Aliria’s autopsy began at 11:30 a.m. three hours after her death. The senior team members of Dr. Villegas, Dr. Aguillon and Johana Gómez, a biologist dressed in plastic overalls, masks and face shields, took precautions required by the pandemic while a medical student, Carlos Rueda, took notes.
The team removed the brain relatively easily, though the process is always complicated, with connective tissue that needs to be carefully severed. Dr. Villegas then extracted the pituitary gland and olfactory membrane, structures of interest to Alzheimer’s researchers, from deep within the skull. The group took samples of skin, tumor, and vital organs before leaving the remains of their famous patient, on whom so much research hopes were tied, for cremation.
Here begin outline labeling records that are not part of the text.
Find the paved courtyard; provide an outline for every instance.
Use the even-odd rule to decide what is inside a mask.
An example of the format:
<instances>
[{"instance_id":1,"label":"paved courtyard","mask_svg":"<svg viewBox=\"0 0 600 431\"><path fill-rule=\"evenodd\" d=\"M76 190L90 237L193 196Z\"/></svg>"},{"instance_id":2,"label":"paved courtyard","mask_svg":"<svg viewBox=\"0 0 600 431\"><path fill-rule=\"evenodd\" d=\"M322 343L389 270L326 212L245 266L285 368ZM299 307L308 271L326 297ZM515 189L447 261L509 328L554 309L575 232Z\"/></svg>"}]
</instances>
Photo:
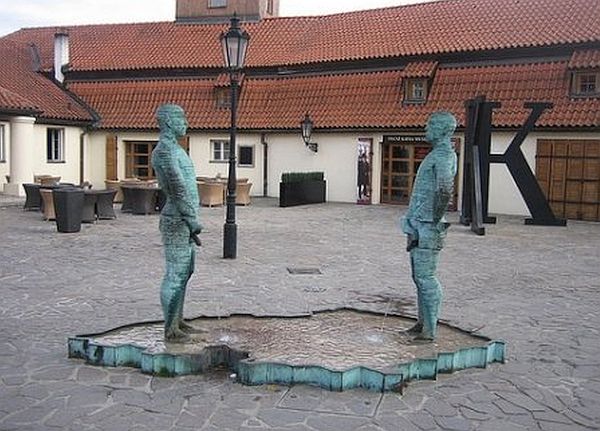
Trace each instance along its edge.
<instances>
[{"instance_id":1,"label":"paved courtyard","mask_svg":"<svg viewBox=\"0 0 600 431\"><path fill-rule=\"evenodd\" d=\"M159 378L68 359L68 336L161 318L158 216L117 211L58 234L40 213L0 198L0 430L600 429L598 223L530 227L500 217L485 237L453 223L440 264L442 317L506 340L507 363L410 383L403 395L331 393L245 387L226 371ZM186 315L341 306L412 314L401 211L254 199L238 209L238 259L225 261L224 210L203 208Z\"/></svg>"}]
</instances>

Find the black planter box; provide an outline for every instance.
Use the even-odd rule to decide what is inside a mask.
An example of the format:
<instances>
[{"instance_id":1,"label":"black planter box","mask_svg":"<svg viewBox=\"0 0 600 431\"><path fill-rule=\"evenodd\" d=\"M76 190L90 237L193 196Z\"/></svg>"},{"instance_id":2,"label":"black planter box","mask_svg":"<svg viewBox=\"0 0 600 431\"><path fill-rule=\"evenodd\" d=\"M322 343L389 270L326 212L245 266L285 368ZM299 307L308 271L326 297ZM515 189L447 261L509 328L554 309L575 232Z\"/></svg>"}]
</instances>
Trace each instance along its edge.
<instances>
[{"instance_id":1,"label":"black planter box","mask_svg":"<svg viewBox=\"0 0 600 431\"><path fill-rule=\"evenodd\" d=\"M279 183L279 206L320 204L325 202L325 180Z\"/></svg>"},{"instance_id":2,"label":"black planter box","mask_svg":"<svg viewBox=\"0 0 600 431\"><path fill-rule=\"evenodd\" d=\"M83 216L83 190L61 187L54 189L52 194L58 231L62 233L79 232Z\"/></svg>"}]
</instances>

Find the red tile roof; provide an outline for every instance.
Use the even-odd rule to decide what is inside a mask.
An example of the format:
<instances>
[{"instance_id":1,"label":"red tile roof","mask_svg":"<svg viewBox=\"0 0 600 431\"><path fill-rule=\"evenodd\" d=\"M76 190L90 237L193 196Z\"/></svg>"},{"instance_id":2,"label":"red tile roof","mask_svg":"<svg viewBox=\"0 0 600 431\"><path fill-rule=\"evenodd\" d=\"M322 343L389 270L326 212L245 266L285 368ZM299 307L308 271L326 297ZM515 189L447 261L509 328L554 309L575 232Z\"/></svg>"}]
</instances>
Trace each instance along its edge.
<instances>
[{"instance_id":1,"label":"red tile roof","mask_svg":"<svg viewBox=\"0 0 600 431\"><path fill-rule=\"evenodd\" d=\"M0 58L0 110L36 110L46 119L92 120L75 99L33 70L28 46L0 39Z\"/></svg>"},{"instance_id":2,"label":"red tile roof","mask_svg":"<svg viewBox=\"0 0 600 431\"><path fill-rule=\"evenodd\" d=\"M412 61L402 70L403 78L431 78L437 69L437 61Z\"/></svg>"},{"instance_id":3,"label":"red tile roof","mask_svg":"<svg viewBox=\"0 0 600 431\"><path fill-rule=\"evenodd\" d=\"M33 112L39 111L39 108L24 97L0 87L0 111L3 110Z\"/></svg>"},{"instance_id":4,"label":"red tile roof","mask_svg":"<svg viewBox=\"0 0 600 431\"><path fill-rule=\"evenodd\" d=\"M600 49L577 50L569 60L569 69L600 67Z\"/></svg>"},{"instance_id":5,"label":"red tile roof","mask_svg":"<svg viewBox=\"0 0 600 431\"><path fill-rule=\"evenodd\" d=\"M100 115L101 128L154 129L156 109L177 103L195 128L227 128L228 109L219 109L213 95L214 79L79 82L70 90Z\"/></svg>"},{"instance_id":6,"label":"red tile roof","mask_svg":"<svg viewBox=\"0 0 600 431\"><path fill-rule=\"evenodd\" d=\"M440 67L427 103L404 105L402 71L304 77L246 76L238 113L240 129L297 129L309 112L315 127L423 127L428 115L450 110L464 125L464 101L477 95L502 103L496 127L519 127L524 102L550 101L539 127L600 127L600 99L570 99L567 62L485 67ZM154 129L154 112L180 104L194 129L226 129L229 110L216 108L213 79L74 83L71 89L101 115L104 128Z\"/></svg>"},{"instance_id":7,"label":"red tile roof","mask_svg":"<svg viewBox=\"0 0 600 431\"><path fill-rule=\"evenodd\" d=\"M247 65L290 66L370 58L600 41L598 0L442 0L318 17L245 23ZM67 28L78 71L222 67L222 24L89 25ZM35 42L51 67L62 28L7 36Z\"/></svg>"}]
</instances>

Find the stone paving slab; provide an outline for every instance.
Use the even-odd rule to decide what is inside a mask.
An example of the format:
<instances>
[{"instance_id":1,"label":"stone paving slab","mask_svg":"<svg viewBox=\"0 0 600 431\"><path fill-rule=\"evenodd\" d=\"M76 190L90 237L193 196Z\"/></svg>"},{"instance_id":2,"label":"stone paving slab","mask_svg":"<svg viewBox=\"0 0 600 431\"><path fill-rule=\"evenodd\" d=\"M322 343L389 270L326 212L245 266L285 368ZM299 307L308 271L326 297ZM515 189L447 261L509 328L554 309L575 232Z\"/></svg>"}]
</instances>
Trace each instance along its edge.
<instances>
[{"instance_id":1,"label":"stone paving slab","mask_svg":"<svg viewBox=\"0 0 600 431\"><path fill-rule=\"evenodd\" d=\"M186 314L414 313L402 211L254 199L238 208L238 259L225 261L224 209L203 208ZM508 362L410 383L403 395L321 394L69 360L68 336L161 318L158 217L117 215L58 234L39 213L0 205L0 430L600 429L600 224L501 216L477 237L454 223L442 318L506 340Z\"/></svg>"}]
</instances>

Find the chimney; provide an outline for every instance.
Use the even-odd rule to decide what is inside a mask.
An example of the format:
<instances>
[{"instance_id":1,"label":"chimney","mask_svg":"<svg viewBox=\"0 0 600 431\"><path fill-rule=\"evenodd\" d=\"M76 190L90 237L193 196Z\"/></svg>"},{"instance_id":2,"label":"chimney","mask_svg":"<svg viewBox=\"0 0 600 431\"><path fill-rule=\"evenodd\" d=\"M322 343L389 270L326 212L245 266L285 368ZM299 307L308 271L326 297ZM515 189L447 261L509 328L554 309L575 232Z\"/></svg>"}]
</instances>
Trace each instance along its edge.
<instances>
[{"instance_id":1,"label":"chimney","mask_svg":"<svg viewBox=\"0 0 600 431\"><path fill-rule=\"evenodd\" d=\"M54 35L54 79L63 82L65 76L62 69L69 63L69 34L59 31Z\"/></svg>"}]
</instances>

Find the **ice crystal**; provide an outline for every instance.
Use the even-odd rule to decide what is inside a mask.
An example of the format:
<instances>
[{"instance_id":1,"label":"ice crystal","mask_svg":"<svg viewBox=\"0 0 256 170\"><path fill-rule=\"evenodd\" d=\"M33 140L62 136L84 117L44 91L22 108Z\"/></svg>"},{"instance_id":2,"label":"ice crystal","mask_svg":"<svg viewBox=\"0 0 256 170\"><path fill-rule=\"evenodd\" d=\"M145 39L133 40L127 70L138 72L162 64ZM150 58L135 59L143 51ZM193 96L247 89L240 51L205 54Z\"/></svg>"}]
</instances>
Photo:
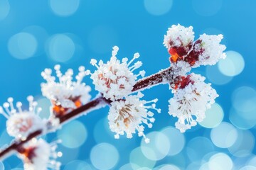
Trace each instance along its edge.
<instances>
[{"instance_id":1,"label":"ice crystal","mask_svg":"<svg viewBox=\"0 0 256 170\"><path fill-rule=\"evenodd\" d=\"M151 128L154 118L153 112L149 110L156 110L159 113L161 110L155 108L157 99L146 101L140 100L143 94L139 92L136 96L129 96L125 99L111 103L107 118L110 130L116 133L115 138L118 139L124 132L127 138L131 138L137 131L139 136L143 136L146 142L149 142L144 133L143 124Z\"/></svg>"},{"instance_id":2,"label":"ice crystal","mask_svg":"<svg viewBox=\"0 0 256 170\"><path fill-rule=\"evenodd\" d=\"M58 170L60 163L55 161L56 142L48 144L42 139L33 138L18 149L19 157L24 162L25 170Z\"/></svg>"},{"instance_id":3,"label":"ice crystal","mask_svg":"<svg viewBox=\"0 0 256 170\"><path fill-rule=\"evenodd\" d=\"M0 106L0 113L7 118L7 132L16 138L26 139L29 134L46 129L45 121L38 115L41 108L36 109L37 103L33 101L33 96L29 96L27 99L29 102L28 110L21 109L21 102L16 103L17 110L14 106L12 98L9 98L8 102L4 103L5 111Z\"/></svg>"}]
</instances>

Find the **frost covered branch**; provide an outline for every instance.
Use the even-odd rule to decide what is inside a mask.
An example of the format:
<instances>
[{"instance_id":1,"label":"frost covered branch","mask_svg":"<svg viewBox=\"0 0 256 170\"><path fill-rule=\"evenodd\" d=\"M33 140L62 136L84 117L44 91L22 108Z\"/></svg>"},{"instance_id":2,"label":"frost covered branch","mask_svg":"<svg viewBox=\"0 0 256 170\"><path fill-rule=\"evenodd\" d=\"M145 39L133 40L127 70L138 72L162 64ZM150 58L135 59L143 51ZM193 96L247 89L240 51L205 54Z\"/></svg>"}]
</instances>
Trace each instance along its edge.
<instances>
[{"instance_id":1,"label":"frost covered branch","mask_svg":"<svg viewBox=\"0 0 256 170\"><path fill-rule=\"evenodd\" d=\"M205 77L189 72L201 65L215 64L225 58L225 47L220 44L222 38L222 35L203 34L194 40L191 26L172 26L164 40L170 55L171 66L146 77L144 77L144 70L134 73L142 65L141 61L136 61L139 53L135 53L130 61L127 58L119 60L117 46L113 47L112 57L106 63L91 60L90 64L96 67L94 72L80 67L75 81L71 69L63 74L60 66L56 65L56 77L52 76L50 69L46 69L42 76L46 82L41 84L41 90L43 96L52 103L50 115L48 119L41 118L42 109L37 107L32 96L27 98L28 110L21 109L21 102L17 102L15 108L14 99L8 98L4 108L0 106L0 113L7 119L7 132L15 139L1 150L0 159L16 153L24 162L25 169L59 169L60 163L55 161L62 154L55 151L58 142L49 144L38 137L107 105L110 106L110 129L115 133L116 139L123 135L131 138L137 133L149 142L144 133L144 128L152 127L154 113L160 113L161 110L156 108L157 98L144 101L141 91L159 84L168 84L174 94L169 101L169 113L177 117L175 126L184 132L205 118L206 110L218 96L211 84L204 82ZM82 82L83 77L89 75L100 93L92 100L89 94L91 88Z\"/></svg>"}]
</instances>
Within minutes, the group came together again in the Brain Bank Dissection Lab, a room no bigger than a walk-in closet, down the street. It was almost 1 p.m. and Dr. Aguillon put Aliria’s brain on a scale. It weighed 894 grams, just under two pounds – significantly less than a healthy brain. Mr. Rueda started photographing it on a rotating platform, on which a three-dimensional image was created, while Dr. Villegas told and Dr. Aguillon typed.